The FV function in Google Sheets is designed to compute the future value of an investment based on regular, evenly spaced payments and a fixed interest rate. This function is particularly useful for individuals planning for retirement, saving for larger purchases, or managing finances involving consistent cash flows.
Syntax
FV(rate, nper, pmt, [pv], [type])
- rate: The interest rate for each period.
- nper: The total number of payment periods in the investment.
- pmt: The amount to be paid in each period (optional).
- pv: The present value or the total amount that a series of future payments is worth now (optional).
- type: Indicates whether payments are made at the beginning or end of the period (0 for end, 1 for beginning; optional).
Example #1
=FV(0.05, 10, -200)
This function calculates the future value of an investment where you make annual payments of $200 over 10 years with a 5% interest rate.

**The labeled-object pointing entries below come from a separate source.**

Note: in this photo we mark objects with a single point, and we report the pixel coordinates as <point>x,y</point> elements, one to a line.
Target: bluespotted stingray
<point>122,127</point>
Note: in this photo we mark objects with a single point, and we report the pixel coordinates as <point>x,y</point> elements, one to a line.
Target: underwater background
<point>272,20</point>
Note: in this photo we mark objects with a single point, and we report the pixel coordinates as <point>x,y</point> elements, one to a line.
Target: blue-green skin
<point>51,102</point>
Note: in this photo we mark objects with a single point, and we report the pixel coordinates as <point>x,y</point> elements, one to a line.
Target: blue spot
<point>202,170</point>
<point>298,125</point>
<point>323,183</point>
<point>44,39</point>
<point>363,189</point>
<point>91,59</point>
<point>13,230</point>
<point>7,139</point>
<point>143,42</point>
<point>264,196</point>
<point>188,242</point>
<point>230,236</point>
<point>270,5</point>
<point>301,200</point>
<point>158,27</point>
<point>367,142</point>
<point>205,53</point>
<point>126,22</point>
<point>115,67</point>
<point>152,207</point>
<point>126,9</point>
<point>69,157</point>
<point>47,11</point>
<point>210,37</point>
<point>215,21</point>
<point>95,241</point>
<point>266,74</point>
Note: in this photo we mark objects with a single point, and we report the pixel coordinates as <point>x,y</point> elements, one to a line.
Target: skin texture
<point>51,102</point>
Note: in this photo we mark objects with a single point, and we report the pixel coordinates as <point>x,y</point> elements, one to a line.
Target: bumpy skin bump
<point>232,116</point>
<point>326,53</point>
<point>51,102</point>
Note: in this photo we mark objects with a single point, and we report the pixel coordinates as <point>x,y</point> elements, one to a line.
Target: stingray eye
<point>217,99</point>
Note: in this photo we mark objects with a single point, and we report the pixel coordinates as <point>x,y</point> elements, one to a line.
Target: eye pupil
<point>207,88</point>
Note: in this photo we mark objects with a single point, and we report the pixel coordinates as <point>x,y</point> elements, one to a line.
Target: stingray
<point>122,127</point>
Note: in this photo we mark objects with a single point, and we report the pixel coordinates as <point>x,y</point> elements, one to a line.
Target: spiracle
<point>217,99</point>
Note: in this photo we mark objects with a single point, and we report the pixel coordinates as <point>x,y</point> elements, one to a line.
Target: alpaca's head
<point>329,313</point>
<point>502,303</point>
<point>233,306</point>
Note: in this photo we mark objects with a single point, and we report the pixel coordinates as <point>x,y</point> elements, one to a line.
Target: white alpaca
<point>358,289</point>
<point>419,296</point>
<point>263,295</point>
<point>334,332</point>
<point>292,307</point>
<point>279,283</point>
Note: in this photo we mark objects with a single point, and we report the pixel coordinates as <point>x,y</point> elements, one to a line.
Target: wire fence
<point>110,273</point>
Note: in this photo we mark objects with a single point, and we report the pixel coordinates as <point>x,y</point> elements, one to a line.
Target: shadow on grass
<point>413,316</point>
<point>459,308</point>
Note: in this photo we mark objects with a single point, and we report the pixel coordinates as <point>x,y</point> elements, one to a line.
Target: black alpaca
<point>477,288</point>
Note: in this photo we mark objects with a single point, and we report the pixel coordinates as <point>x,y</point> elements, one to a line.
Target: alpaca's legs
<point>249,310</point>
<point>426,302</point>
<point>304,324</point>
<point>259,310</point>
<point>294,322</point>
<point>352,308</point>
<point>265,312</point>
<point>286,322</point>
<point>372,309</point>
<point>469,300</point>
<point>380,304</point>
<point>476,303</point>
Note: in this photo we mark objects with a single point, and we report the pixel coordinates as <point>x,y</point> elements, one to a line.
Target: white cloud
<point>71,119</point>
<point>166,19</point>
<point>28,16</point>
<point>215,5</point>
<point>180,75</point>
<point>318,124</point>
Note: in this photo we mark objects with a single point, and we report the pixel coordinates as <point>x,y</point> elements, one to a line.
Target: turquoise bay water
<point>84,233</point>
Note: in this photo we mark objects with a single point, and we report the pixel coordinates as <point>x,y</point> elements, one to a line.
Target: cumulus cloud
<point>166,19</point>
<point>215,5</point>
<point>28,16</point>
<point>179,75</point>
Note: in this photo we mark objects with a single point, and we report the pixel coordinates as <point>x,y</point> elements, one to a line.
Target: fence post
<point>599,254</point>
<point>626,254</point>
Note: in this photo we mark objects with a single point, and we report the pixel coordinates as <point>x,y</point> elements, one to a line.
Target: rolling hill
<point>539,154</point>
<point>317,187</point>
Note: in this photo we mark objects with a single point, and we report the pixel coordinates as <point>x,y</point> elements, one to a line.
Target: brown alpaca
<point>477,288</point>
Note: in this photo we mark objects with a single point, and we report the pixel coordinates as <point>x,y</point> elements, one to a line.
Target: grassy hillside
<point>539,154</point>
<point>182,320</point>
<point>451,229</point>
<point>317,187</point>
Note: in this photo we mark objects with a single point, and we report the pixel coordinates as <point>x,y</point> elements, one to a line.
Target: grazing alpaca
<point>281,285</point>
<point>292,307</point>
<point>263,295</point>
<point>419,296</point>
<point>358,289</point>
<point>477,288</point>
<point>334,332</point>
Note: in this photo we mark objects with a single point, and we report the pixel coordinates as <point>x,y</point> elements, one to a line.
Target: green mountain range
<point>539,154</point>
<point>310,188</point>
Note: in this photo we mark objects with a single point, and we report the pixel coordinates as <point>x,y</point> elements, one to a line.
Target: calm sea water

The result is $2,583.68.
Example #2
=FV(0.03, 15, -100)
This computes the future value of an annuity with annual payments of $100, at an interest rate of 3%, over 15 years, yielding a future value of $2,045.72.
Example #3
=FV(0.04, 20, -150, -2500)
This calculates the future value when you make annual payments of $150 for 20 years at a 4% interest rate, with an additional present value of $2,500, resulting in $6,454.94.
Error handling
- NUM! This error occurs when the parameters provided would result in an invalid calculation, such as negative payments without a present value.
- VALUE! This error indicates that the input provided to the function is of an incorrect type, such as text instead of a number.
- DIV/0! This error may arise if the rate is set to zero and the number of periods is also zero, leading to incongruity in calculations.